Balthasar Glättli: Ich bin durchaus bereit, gerade was zum Beispiel die Steuern betrifft, sehr liberal zu sein. So habe ich mich – im Gegensatz zu Ihnen – für die Volksinitiative «Millionen-Erbschaften besteuern für die AHV» eingesetzt, weil ich die Erbschaftssteuer im Vergleich zu anderen Steuern als liberalste Steuer betrachte, sie besteuert nämlich nicht eine Leistung, sondern den unverdienten Zufall, eine Erbin oder ein Erbe zu sein. Aber zurück zur Ehe: Ja, das Menschenrecht auf Ehe und auf deren Schutz gewichte ich hoch. Im Gegensatz zu Ihnen, der es – durch Ihre Zustimmung zum Eheverbot für Sans-Papiers damals im März 2009 – gewichtig verletzt hat.
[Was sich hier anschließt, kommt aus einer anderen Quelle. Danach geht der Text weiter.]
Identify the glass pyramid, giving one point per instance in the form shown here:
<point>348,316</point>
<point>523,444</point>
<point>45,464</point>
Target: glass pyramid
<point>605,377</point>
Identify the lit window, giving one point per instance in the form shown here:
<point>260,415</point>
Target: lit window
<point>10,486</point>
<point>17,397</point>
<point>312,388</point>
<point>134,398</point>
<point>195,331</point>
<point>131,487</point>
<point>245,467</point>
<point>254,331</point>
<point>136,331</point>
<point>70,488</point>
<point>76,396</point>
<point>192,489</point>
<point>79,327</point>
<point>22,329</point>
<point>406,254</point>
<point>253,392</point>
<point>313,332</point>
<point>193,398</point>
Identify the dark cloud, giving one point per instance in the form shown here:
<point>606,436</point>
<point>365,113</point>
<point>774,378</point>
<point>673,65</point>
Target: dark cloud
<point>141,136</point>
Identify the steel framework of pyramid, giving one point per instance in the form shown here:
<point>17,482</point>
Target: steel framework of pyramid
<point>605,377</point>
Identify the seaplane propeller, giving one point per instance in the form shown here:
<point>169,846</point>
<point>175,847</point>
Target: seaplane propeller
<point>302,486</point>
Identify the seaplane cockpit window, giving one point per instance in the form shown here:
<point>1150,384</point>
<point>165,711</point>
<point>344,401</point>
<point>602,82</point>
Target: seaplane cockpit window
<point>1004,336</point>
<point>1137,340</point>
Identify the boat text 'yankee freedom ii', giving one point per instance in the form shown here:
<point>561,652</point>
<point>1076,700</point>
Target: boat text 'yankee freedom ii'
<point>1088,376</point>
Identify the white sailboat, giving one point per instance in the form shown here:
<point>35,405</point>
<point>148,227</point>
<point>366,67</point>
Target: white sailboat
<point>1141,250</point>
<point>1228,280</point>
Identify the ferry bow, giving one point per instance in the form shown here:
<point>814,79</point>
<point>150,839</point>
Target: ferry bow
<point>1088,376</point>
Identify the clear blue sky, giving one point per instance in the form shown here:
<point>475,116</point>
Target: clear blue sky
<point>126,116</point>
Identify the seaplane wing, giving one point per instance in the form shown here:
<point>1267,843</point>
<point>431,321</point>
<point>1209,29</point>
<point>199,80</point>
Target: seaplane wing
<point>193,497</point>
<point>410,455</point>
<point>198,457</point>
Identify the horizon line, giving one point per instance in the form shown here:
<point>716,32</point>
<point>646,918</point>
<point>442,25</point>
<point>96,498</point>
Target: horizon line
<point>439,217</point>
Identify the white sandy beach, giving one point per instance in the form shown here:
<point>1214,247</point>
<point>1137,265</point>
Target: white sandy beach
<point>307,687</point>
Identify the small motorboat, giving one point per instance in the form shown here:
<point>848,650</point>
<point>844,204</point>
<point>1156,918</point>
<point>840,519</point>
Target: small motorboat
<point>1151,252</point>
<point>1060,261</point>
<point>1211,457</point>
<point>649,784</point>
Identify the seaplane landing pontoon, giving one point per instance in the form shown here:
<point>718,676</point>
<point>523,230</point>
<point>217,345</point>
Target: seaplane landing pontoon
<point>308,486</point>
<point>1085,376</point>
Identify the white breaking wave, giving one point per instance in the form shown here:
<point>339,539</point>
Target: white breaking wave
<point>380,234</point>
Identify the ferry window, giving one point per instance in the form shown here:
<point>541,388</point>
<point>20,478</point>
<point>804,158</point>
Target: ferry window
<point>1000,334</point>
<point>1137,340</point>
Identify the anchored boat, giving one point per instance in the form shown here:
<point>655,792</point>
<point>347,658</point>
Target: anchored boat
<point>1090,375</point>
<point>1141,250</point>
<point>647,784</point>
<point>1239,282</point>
Gerhard Pfister: Jetzt weichen Sie aus. Erstens: Die Erbschaftsbesteuerungsinitiative ruiniert die kleinen und mittleren Unternehmen. Und zweitens: Dass man Personen ohne Aufenthaltsrecht in der Schweiz die Ehe erlauben soll, ist aus meiner Sicht tatsächlich absurd und höhlt den Rechtsstaat aus. Zurück zur Heiratsstrafe: Leider ist die Parlamentsmehrheit offenbar nach wie vor nicht bereit, diese zu beseitigen. Der Souverän wird es richten müssen, und die CVP-Initiative wird bestimmt nicht zurückgezogen werden können. Sie können es ruhig zugeben: Es gibt kein rationales Argument, warum man diese Diskriminierung der Ehe und der eingetragenen Partnerschaft nicht endlich beseitigen soll. Deshalb schickte wohl auch die FDP vor allem die zweite Garde in die Debatte, denn die Partei erkannte, dass sie mit der Gegenposition auch eigenes Elektorat vergrault. Und etwas Neid war wohl auch dabei, weil die CVP etwas schaffte, woran die FDP scheiterte: die erfolgreiche Lancierung von Initiativen. Der auch von Ihnen unterstützte Gegenvorschlag ist nur eine weitere Massnahme, die Lösung zu verzögern. Ohne Volksabstimmung und ohne Ja des Souveräns zu unserer Initiative wird die Heiratsstrafe nicht abgeschafft.

Balthasar Glättli: Dass Philipp Müller als Präsident der FDP zweite Garde sein soll, ist etwas gesucht. Ebenso die Behauptung, es gebe überhaupt eine Heiratsstrafe: 2 Milliarden Franken Nachteil aus der AHV-Renten-Plafonierung stehen 2,8 Milliarden Franken Vorteile bei der AHV gegenüber. Auch das Argument von der Diskriminierung sticht nicht: Mit der Individualbesteuerung wollen ja die Grünen gerade eine Gleichbehandlung aller erreichen.

Gerhard Pfister: Neben Müller schickte die FDP wirklich nicht die erste Garde. CVP-Kollege Buttet sagte es treffend: «Qui veut noyer son chien l’accuse de la rage.» Man findet immer andere Gründe, wenn man ein Problem nicht lösen will. Deshalb braucht es die Initiative.